CSS has all the essential elements needed to produce expansive, expressive string arrangements with a distinctive Hollywood flavour. The refreshingly uncluttered GUI and simple operation applies across the whole library — once you’ve learned how one preset works, you’ve learned them all.
A lot of thought has clearly gone into making CSS as versatile and easy to use as possible. CSS is decidedly geared towards melody and harmony. If you’re after spooky evolving clusters, swoops, sinister mutterings or other aleatoric effects, you’ll have to look elsewhere. Likewise, there are no pre-sampled performances of sforzandi, crescendi, decrescendi, swells or other such dynamic manoeuverings that may or may not fit your music in quite the way you’d hoped. However, that omission shouldn’t be a deal-breaker, and personally I think it’s a good thing, since all those effects are not only eminently possible with CSS, but they’re under your direct control — and you can sculpt and shape them to be exactly how you want. If Cinematic Samples can maintain this standard across the rest of the Studio series, they should earn themselves an enthusiastic and loyal following.

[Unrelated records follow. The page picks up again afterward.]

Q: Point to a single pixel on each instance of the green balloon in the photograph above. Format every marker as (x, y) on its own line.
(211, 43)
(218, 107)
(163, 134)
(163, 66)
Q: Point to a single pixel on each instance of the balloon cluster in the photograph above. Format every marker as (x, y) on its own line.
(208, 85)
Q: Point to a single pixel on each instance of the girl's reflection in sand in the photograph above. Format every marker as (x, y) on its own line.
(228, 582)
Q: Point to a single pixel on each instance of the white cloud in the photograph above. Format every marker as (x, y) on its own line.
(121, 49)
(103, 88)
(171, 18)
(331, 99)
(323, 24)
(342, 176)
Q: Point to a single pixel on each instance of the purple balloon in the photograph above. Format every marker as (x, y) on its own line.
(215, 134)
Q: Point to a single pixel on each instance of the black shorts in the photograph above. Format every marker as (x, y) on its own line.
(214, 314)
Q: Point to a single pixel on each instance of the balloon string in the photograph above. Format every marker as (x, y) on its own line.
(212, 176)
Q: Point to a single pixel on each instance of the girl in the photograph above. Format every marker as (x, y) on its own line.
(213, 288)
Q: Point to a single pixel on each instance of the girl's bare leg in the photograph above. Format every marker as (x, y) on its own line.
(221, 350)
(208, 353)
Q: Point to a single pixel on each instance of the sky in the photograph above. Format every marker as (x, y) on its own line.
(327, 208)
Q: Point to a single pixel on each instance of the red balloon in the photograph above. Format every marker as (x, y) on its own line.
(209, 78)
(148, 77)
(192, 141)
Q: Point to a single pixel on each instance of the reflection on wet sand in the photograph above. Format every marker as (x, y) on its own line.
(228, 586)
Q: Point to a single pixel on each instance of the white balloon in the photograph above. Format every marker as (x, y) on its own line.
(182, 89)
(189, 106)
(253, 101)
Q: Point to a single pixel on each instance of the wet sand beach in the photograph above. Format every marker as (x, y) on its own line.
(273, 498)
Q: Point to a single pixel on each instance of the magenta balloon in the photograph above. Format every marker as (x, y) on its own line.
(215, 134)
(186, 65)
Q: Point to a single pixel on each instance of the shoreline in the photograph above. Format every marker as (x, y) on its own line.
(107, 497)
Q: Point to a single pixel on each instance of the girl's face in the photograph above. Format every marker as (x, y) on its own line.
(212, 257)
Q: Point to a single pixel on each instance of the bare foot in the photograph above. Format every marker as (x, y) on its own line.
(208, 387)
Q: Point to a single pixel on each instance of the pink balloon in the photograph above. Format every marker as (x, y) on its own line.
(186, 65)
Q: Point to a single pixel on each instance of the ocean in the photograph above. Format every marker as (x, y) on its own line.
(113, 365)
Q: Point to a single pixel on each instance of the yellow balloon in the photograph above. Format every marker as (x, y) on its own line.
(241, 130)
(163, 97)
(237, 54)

Cinematic Strings 2 enjoys a lush symphonic sound, easy operation similar to CSS, a unique method of performing fast runs, but covering slightly fewer articulations. NI Symphony Series String Ensemble includes aleatoric effects, an auto-divisi system and configurable section sizes. Cinesamples’ Cinestrings Core features polyphonic legato transitions, and has a sibling expansion library, Cinestrings Runs.
- Legato sustain, including legato repetition and portamento.
- Bartok snaps.
- Col legno.
- Trills (half and whole tone).
- Measured tremolo (tempo sync and free sync).
- Marcato/fast runs.
- Con sordino emulation (whole library).